Warte uwagi spodnie to modele push-up, które dzięki specjalnej konstrukcji lekko unoszą pośladki i dodatkowo lekko je modelują. Wybór takich spodni i zestawienie z modnymi botkami da świetny efekt. Tego typu jeansy są bardziej zabudowane w tylnej części u góry. Dzięki temu lepiej obejmują tę część sylwetki. Produkty wykonane z dość sztywnej, ale też lekko elastycznej tkaniny (patrz na metki i szukaj niewielkiej domieszki elastanu) dobrze przysłużą się sylwetce, a ty poczujesz się pewniej i bardziej atrakcyjnie.
Spodnie w wersji "+"
Dodatkowe kilogramy najczęściej skupiają się w okolicy ud, bioder, brzucha i pośladków. Standardowe spodnie opinają te okolice, a w dolnej części nogawki bywają albo zbyt szerokie, albo podkreślają dysproporcje pomiędzy górną i dolną częścią nóg. Za ciasne spodnie wymieniamy na większe o rozmiar, ale to nie rozwiązuje problemu tego, jak prezentuje się cała sylwetka. Wbrew pozorom luźniejsze fasony nie są takie złe. Zaokrąglony krój jeansów typu "mom fit" - bo może niektórych zdziwić - wcale nie pogrubia. Nogawka spodni będzie dopasowana w równym stopniu na całej długości nogi i nie podkreśli objętością newralgicznych okolic.
Jakie jeansy plus size do pracy?
Wygoda elastycznych legginsów z denimu jest niezrównana, ale takich spodni nie nosi się w dowolnych okolicznościach, a w niektórych miejscach pracy są wręcz niewskazane. Wybierz dość ciemne jeansy z delikatnie zwężanymi nogawkami lub postaw na dzwony, ale koniecznie dobierz do nich buty na wysokim obcasie – taki zestaw skutecznie dodaje wzrostu, wysmukla sylwetkę, koryguje jej proporcje, a do tego prezentuje się bardzo stylowo. Do tego będzie pasować modna, koszulowa bluzka, listonoszka i czarna ramoneska.

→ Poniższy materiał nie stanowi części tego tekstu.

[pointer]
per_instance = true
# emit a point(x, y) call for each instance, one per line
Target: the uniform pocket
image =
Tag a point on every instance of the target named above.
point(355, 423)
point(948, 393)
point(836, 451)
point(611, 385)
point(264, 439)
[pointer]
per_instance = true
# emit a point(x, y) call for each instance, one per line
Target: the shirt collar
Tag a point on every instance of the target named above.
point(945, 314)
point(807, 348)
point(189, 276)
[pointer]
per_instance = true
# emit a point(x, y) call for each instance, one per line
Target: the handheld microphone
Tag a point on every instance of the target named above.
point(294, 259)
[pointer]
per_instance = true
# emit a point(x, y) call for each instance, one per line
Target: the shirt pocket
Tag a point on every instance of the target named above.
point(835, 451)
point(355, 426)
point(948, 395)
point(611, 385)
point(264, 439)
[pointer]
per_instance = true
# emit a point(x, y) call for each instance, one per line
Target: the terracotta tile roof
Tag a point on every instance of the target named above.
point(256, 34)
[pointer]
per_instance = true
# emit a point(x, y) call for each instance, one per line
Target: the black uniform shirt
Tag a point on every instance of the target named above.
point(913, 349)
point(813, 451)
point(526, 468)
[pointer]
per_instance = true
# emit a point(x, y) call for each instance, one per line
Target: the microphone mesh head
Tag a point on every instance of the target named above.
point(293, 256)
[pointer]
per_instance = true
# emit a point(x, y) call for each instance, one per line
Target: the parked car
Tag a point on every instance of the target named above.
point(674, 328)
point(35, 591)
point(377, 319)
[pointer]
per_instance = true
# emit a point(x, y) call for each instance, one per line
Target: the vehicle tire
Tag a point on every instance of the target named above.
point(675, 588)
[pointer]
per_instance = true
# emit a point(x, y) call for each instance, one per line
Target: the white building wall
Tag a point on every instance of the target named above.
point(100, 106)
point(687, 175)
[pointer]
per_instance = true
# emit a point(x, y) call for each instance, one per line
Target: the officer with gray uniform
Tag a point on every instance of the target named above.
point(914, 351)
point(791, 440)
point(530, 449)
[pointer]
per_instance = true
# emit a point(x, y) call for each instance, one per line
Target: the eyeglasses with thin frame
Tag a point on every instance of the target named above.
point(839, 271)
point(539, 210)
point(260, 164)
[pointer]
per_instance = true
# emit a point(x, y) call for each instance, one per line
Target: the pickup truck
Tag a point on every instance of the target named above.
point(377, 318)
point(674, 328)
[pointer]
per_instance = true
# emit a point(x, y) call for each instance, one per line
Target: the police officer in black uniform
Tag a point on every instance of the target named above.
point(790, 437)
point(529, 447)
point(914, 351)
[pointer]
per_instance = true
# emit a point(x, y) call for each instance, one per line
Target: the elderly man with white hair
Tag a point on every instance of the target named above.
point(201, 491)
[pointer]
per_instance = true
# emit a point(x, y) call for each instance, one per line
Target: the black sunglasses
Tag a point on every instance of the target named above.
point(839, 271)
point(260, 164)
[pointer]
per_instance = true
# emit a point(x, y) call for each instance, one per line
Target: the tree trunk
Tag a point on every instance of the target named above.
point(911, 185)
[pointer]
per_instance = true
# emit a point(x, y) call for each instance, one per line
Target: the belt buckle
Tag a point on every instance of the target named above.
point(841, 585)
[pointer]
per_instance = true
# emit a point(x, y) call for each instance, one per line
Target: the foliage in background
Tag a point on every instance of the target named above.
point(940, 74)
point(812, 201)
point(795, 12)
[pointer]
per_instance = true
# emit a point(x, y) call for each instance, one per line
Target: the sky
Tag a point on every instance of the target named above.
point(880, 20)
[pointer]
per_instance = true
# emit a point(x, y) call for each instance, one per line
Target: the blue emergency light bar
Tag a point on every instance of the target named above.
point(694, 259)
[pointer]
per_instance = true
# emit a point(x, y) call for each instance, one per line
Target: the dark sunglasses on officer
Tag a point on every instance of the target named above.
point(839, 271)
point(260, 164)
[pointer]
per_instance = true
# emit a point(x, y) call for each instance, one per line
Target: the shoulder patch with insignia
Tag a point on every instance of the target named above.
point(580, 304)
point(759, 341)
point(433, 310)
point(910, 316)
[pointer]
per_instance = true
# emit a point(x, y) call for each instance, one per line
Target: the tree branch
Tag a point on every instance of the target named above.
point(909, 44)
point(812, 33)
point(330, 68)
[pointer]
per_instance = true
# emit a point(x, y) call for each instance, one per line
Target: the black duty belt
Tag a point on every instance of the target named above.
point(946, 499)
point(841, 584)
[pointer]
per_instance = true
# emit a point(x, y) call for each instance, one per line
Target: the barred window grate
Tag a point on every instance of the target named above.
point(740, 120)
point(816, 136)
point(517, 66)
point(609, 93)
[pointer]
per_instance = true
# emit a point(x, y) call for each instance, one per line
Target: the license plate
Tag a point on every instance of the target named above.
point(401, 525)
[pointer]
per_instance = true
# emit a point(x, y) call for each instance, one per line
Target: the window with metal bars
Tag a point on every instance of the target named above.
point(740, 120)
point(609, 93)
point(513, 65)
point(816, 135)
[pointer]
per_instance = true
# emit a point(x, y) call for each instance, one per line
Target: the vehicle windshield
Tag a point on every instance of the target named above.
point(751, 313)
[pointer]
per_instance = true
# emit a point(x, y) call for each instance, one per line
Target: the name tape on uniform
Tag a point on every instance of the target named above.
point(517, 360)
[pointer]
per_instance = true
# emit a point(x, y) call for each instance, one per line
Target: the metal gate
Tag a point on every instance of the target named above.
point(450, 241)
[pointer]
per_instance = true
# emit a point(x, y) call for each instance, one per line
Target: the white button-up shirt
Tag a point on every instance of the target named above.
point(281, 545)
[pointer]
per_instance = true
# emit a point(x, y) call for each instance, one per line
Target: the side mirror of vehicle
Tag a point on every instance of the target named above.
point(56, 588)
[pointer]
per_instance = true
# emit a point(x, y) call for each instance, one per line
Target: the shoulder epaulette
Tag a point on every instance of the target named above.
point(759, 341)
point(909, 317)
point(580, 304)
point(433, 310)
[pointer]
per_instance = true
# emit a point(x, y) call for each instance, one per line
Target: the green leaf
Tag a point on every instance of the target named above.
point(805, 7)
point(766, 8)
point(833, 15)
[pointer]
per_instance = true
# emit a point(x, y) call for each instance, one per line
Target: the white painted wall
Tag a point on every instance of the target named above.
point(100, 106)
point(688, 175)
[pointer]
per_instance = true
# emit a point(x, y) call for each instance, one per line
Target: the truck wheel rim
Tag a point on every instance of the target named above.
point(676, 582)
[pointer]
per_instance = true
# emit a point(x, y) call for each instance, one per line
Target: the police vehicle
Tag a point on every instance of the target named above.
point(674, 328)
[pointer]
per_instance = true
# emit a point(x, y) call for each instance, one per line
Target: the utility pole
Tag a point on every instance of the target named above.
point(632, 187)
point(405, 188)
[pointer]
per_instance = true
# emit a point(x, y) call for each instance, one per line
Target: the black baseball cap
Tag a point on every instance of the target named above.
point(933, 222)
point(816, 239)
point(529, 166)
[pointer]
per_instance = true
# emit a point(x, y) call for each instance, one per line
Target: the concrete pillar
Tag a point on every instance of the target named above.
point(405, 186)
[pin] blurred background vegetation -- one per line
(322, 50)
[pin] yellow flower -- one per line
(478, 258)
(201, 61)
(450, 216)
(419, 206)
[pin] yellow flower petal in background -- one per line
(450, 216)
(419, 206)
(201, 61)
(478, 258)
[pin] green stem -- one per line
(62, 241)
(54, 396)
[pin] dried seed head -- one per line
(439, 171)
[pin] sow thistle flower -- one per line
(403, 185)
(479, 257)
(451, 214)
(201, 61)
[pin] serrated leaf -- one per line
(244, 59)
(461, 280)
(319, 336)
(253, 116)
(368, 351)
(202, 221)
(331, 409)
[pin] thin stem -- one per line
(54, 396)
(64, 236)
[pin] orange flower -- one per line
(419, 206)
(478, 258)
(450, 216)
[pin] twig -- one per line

Jeśli nosisz jeansy plus size na co dzień, nie wybieraj byle jakich. Mimo wygodnej gumki w pasie takie spodnie mogą się nieestetycznie wpijać. Ważna jest odpowiednia grubość (zbyt cienkie podkreślą każdą niedoskonałość sylwetki), wysokość stanu, o której pisaliśmy wyżej, a także długość (nie mogą być zbyt długie ani mieć podwiniętych nogawek – to negatywnie wpływa na to, jak się prezentujemy).